Yale Bulletin and Calendar
News Stories

September 8 - September 15, 1997
Volume 26, Number 3
News Stories

Conference will examine France
in the decade of the 1950s

In the 1950s France, which had just shaken off the yoke of Nazi occupation, struggled against independence movements in its own territories of Algeria and Indochina. The Cold War was heating up, and the tide of Americanization was rolling across Europe. Brigitte Bardot was on the movie screens, while the filmmakers of the New Wave waited in the wings. Philosophical crusaders Jean-Paul Sartre and Simone de Beauvoir were the reigning couple of Paris, and American jazz players filled the city's nightclubs.

The artistic and intellectual movements that were fermented in France in the 1950s, as well as the historic events that inspired them, will be examined in a conference being sponsored by the French department on Friday and Saturday, Sept. 12 and 13. Titled "The French Fifties: Film, Literature, History, Art History," the conference will feature scholars from the United States, France and Canada. It will be held in the Yale University Art Gallery, 1111 Chapel St., and is free and open to the public.

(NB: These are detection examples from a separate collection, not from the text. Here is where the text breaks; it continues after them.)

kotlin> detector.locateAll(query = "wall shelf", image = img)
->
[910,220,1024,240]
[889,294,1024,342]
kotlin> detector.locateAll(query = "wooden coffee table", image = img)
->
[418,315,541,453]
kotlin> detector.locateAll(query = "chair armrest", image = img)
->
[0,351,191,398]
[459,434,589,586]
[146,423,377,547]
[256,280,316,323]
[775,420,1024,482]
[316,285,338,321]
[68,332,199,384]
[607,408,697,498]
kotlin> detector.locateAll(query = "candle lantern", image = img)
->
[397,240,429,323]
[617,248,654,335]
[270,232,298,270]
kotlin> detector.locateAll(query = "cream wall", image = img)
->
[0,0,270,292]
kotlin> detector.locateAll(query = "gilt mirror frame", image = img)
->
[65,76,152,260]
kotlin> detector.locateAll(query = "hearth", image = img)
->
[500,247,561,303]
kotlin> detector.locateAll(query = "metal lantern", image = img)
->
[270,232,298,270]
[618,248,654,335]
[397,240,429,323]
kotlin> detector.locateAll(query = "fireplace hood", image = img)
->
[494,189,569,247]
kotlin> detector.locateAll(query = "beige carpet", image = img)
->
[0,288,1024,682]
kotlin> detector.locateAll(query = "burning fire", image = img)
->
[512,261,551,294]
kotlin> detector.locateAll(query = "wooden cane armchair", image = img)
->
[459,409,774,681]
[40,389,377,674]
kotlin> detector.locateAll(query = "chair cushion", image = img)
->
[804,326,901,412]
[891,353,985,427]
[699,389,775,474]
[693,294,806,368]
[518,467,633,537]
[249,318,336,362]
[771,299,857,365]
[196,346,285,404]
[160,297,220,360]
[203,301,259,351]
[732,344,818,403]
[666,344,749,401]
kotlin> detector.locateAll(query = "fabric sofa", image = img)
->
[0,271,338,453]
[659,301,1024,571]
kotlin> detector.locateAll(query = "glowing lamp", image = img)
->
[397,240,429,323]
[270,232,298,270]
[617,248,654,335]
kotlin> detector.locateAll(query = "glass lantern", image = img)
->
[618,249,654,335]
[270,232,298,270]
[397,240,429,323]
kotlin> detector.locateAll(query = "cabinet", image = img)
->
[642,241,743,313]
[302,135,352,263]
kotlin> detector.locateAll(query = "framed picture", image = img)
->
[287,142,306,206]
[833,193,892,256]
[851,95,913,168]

Highlighting the event will be a keynote address by French filmmaker Agnès Varda, often called "the grandmother of the New Wave," at 4:30 p.m. on Friday. A reception will follow the talk at 6 p.m.

Initially a still photographer, Ms. Varda made her first feature film, "La Point courte," in 1954. Her other works include "Cléo de 5 à 7," "Jacquot de Nantes" and the internationally renowned "Sans toit ni loi" ("The Vagabond"). These four movies have been featured in the French department's accompanying film series on Ms. Varda's best-known works, which began on Sept. 2 and 4. Still to be screened are "Jacquot de Nantes," which will be shown on Wednesday, Sept. 10, at 7 p.m. in Davies Auditorium, Becton Center, 15 Prospect St.; and "La Pointe courte," which will be shown at 11 a.m. on Friday in the auditorium of the Whitney Humanities Center, 53 Wall St. Admission to both films is free.

"The French Fifties" will formally begin at 1:30 p.m. on Friday with opening remarks by the conference's organizer, Susan Weiner, assistant professor of French. A session titled "Questions of Periodization," 2-4 p.m., will be followed by Ms. Varda's talk.

Saturday's program will include three sessions: "Thinking About Culture," 9 -10:30 a.m.; "Nationalism and Decolonization," 11 a.m.-12:30 p.m.; and France/USA," 2-4 p.m.

The conference was made possible by support from the Cultural Services of the French Embassy.